Heading into the Fourth of July holiday, President Obama has seen better days. While he received the seemingly good news that Al Franken is finally recognized as the senator from Minnesota -- giving Democrats a theoretical filibuster-breaking 60th vote in the Senate -- the rest of the week wasn't so great.
The administration condemned the ousting of Honduran President Manuel Zelaya -- even though close inspection revealed that the action wasn't quite the same as actual military coups in Latin America's past. The Honduran Army acted in concert with the country's Supreme Court, which agreed with the legislature that Zelaya had overstepped his bounds in trying to impose a referendum that would have allowed him to bypass the country's term limits. Zelaya's successor -- from the same party -- has already announced that this year's elections will go on as scheduled.
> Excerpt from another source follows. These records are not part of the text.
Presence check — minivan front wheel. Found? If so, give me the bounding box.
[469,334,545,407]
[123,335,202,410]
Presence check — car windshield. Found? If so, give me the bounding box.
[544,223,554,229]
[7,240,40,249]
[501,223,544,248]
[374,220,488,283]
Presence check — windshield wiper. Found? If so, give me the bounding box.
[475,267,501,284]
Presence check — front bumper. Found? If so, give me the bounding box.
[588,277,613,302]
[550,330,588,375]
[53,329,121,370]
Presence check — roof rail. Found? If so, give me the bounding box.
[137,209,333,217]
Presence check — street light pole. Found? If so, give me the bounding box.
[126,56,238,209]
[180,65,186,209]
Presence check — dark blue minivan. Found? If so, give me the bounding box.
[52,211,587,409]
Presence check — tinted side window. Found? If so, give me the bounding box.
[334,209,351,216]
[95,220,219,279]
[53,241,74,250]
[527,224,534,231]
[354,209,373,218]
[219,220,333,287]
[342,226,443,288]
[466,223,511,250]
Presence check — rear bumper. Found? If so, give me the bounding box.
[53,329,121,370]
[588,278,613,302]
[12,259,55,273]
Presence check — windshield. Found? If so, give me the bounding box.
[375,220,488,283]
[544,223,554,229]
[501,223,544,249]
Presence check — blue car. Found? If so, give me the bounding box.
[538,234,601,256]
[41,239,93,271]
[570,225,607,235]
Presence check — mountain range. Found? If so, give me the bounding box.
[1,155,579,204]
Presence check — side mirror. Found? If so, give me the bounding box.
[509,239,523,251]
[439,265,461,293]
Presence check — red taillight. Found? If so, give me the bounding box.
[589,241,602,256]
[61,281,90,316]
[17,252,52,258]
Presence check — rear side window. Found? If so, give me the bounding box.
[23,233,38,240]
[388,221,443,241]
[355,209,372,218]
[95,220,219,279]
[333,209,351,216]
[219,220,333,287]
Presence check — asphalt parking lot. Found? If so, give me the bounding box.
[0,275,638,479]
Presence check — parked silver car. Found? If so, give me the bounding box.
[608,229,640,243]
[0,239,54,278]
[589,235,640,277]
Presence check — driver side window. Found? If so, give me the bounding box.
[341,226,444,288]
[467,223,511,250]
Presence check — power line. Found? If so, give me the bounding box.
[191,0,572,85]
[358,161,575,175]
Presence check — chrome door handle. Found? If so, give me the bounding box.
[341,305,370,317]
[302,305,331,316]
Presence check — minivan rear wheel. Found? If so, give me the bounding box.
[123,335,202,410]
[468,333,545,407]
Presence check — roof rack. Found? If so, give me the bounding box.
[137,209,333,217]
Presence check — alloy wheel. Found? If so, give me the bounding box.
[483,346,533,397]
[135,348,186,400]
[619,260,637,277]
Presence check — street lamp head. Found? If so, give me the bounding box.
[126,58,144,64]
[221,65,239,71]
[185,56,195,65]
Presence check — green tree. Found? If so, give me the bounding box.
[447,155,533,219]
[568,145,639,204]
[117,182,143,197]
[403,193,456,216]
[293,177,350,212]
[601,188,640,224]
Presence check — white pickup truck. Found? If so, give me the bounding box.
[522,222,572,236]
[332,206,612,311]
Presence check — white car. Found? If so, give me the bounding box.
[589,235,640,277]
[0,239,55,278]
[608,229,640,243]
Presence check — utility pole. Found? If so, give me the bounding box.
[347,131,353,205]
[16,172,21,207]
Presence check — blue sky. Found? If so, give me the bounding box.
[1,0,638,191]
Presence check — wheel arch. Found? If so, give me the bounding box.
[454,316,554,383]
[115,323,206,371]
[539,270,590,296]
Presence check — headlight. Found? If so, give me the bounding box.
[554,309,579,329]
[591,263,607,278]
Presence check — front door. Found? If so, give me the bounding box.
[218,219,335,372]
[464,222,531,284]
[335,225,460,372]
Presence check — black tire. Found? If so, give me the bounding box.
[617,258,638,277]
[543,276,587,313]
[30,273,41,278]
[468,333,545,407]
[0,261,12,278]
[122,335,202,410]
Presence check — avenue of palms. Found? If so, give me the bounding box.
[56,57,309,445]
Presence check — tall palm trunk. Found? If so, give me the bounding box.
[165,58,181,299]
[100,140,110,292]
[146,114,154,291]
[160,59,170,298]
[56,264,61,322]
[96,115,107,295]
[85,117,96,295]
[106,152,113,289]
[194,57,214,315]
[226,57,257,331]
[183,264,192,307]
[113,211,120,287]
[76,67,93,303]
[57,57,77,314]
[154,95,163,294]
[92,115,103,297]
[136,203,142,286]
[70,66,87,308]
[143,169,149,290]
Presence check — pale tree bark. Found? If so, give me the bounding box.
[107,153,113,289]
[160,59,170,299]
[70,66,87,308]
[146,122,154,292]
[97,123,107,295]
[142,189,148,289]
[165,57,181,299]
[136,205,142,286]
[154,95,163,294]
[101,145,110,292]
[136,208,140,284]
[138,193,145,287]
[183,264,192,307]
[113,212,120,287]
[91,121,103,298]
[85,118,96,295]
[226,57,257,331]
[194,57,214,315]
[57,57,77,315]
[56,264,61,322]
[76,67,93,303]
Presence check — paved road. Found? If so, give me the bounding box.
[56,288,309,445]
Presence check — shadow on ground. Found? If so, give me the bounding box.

Unfortunately, the Obama White House decided to adopt the old Latin American script of "if the military is involved, it must be a coup."
Then, later in the week, the press -- accused of being too solicitous of Obama and Co. continued its recent pushback. CBS's Chip Reid and Helen Thomas -- still a White House reporter after more than five decades -- accused Press Secretary Robert Gibbs of "trying to control the press." Part of this goes back to the flap from last weekend when the Washington Post's Dana Milbank accused the White House of "planting" (in the last news conference) a question from the liberal Huffington Post in the last presidential news conference. That was followed by Wednesday's health-care reform "town hall" meeting -- which had more than a few "ringers," i.e. DNC and other partisan individuals who asked questions designed to get favorable responses from the president:
The president called randomly on three audience members. All turned out to be members of groups with close ties to his administration: the Service Employees International Union, Health Care for America Now, and Organizing for America, which is a part of the Democratic National Committee. White House officials said that was a coincidence.
Thomas followed up her intense questioning with an interview where she declared that the current administration was attempting things that not even Nixon tried. Ouch.
Finally, if the recession is easing, it's not seen in the job area: The yearly unemployment rate rose to 9.5 percent in June, as the economy shed another 467,000 jobs. While it is true that job creation is a lagging indicator in a recession, a near half-million jobs disappearing is not an indicator that the end of the recession is around the corner (regardless of what the president says with his rose-colored lenses on).
Six months into the job, this is Barack Obama's economy now. And after spending trillions over that period, if new jobs aren't yet materializing, public support -- especially for new, expensive, government programs -- will shrivel up pretty quickly.
Not exactly the "good news" that a president likes to hear as he starts the holiday weekend.